This project presents a
novel patch-based approach for object tracking. Initially, the original
template is divided into rectangular subregions (patches), and each
patch is tracked independently. The displacement of the whole template
is obtained using a weighted vector median filter that combines the
displacement of each patch and also a predicted displacement computed
based on the previous frames. An updating scheme is also applied to
cope with appearance changes of the template. Experimental results
indicate that the proposed scheme is robust to partial and short-time
total occlusions, presenting a good compromise between accuracy and
execution time when compared to other competitive approaches.
Key words: Object tracking, Occlusion, Multiple patches, Weighted
Vector Median Filter, Bhattacharyya Distance
Experimental
results
Here, we presents some experimental results
obtained with the proposed algorithm, called the Coherent Patch
Displacement (CPD) Tracking algorithm [3]. The experimental validation
was
performed qualitatively, by visual inspection of tracking results, and
also quantitatively, by comparing the tracking errors produced by the
proposed approach and by two state-of-the-art techniques, namely the
MeanShift algorithm [1] and the FragTrack algorithm [2].
All the results presented here were computed using C++ implementations
of the algorithms (the code for FragTrack was kindly provided by Amit
Adam), running on a PC computer with a Pentium Core 2 Duo 2.33GHz
processor, 1GB RAM and windows XP operational system. To compare the
techniques we used five different video sequences: Woman, Caviar,
Face1, Face2, and Person. The Woman sequence is a video of a woman
walking on a sidewalk, sometimes partially occluded by different cars
(available for download at
http://www.cs.technion.ac.il/˜amita/fragtrack/fragtrack.htm).
The Caviar sequence is one of the videos of the CAVIAR project
(
http://homepages.inf.ed.ac.uk/rbf/CAVIAR),
and it consists of some
people walking through a mall. Face1 and Face2 are two facial video
sequences, containing head tilts, turns and occlusions.
Finally, the Person video sequence illustrates a full body person
moving behind several trees in an outdoor environment with illumination
changes (from cloudy to partly sunny), shot with a moving camera. The
Woman and Caviar video sequences are available with ground truth data,
while the remaining sequences were manually ground truthed by our group.

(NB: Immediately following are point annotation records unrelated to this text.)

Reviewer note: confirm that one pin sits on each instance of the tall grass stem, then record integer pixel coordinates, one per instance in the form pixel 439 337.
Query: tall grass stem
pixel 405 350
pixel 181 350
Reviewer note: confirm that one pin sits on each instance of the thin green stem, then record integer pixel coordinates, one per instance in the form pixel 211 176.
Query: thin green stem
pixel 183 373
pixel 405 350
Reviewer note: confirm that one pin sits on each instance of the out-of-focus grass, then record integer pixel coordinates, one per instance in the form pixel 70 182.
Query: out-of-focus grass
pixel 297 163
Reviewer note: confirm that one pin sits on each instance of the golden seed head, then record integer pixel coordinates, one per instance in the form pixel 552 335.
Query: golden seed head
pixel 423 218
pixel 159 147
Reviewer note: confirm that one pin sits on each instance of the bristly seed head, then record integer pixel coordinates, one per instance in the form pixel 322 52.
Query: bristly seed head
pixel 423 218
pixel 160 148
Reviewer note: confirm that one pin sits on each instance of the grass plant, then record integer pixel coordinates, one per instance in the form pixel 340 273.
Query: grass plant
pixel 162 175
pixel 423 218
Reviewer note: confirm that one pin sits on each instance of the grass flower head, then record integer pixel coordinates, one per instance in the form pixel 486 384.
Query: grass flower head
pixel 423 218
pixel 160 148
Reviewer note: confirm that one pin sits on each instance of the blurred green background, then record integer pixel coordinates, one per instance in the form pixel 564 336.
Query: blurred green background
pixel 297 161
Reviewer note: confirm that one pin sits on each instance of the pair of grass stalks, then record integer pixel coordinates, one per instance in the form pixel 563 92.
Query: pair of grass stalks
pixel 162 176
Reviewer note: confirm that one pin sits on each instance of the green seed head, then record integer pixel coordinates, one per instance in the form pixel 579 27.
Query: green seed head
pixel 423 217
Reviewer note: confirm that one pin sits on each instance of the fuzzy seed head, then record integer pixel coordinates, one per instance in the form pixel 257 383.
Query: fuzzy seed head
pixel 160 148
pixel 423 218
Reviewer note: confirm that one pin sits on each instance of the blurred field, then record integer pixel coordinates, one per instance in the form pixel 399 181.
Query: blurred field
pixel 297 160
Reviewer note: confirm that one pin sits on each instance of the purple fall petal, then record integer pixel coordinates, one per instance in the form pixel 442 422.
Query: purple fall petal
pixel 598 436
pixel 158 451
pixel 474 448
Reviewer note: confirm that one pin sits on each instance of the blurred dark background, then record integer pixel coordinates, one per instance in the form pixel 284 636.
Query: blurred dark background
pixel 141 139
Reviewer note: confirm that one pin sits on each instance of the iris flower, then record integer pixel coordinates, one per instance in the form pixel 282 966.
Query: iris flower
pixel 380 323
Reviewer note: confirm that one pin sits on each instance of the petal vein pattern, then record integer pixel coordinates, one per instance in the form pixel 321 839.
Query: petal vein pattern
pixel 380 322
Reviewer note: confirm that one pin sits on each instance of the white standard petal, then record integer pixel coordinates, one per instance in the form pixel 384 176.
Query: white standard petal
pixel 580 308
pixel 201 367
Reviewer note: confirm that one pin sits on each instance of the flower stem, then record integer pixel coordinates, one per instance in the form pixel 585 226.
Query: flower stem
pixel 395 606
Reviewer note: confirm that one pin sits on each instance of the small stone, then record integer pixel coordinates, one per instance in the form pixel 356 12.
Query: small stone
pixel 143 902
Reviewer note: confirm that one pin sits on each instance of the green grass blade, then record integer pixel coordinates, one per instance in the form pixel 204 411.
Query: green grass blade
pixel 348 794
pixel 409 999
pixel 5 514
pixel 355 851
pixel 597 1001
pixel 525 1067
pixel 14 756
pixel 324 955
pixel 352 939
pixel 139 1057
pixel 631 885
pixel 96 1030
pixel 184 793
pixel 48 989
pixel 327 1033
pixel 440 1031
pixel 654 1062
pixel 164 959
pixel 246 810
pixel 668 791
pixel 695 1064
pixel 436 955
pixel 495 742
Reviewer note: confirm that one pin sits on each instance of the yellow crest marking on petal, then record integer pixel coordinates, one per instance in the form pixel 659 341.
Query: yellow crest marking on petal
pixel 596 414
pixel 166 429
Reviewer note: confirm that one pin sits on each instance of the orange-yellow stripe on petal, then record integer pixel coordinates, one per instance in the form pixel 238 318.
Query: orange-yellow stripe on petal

For those five video sequences we computed the execution time and the
tracking error (Euclidean distance between the actual position and the
tracked position) for each frame. In all experiments, we used the same
search region (30 × 30) for CPD Tracking and FragTrack
(Meanshift does not require a search region). For Frag-Track, we used
16 histograms bins (only luminance information), and the EMD distance
as the histogram matching procedure. For CPD Tracking, we used the same
set of 5 features for all sequences: the 3 color channels and the 2
components of the gradient computed from the luminance component. It is
important to emphasize that, although CPD presents other tunable
parameters (sp, w, Tp, and c), the same default values
described in the previous Section were used in all experiments.
Clearly, even better results could be achieved by fine tuning those
parameters to each individual video sequence.
We grant permission to use and publish all videos and numerical
results generated by our group (namely, videos Face1, Face2 and Person), as long as reference [3]
is cited.
Videos Results
Original
sequences
Ground
truth
The Woman and Caviar video sequences are available with ground truth
data, while the remaining sequences were manually ground truthed
by our group.
[1] D. Comaniciu, V. Ramesh, P. Meer, Kernel-based object tracking,
IEEE Transactions on Pattern Analysis and Machine Intelligence 25 (5)
(2003) 564–577.
[2] A. Adam, E. Rivlin, I. Shimshoni, Robust fragments-based tracking
using the integral histogram, in: Conference on Computer Vision and
Pattern Recognition, IEEE Computer Society, Washington, DC, USA, 2006,
pp. 798–805.
[3] DIHL, Leandro L. ; JUNG, Cláudio Rosito ; BINS, Jose C. .
Robust
Adaptive Patch-based Object Tracking using Weighted Vector Median
Filters. In: SIBGRAPI, 2011, Maceio,. Conference on Graphics, Patterns
and Images (SIBGRAPI), 2011. p. 149-156.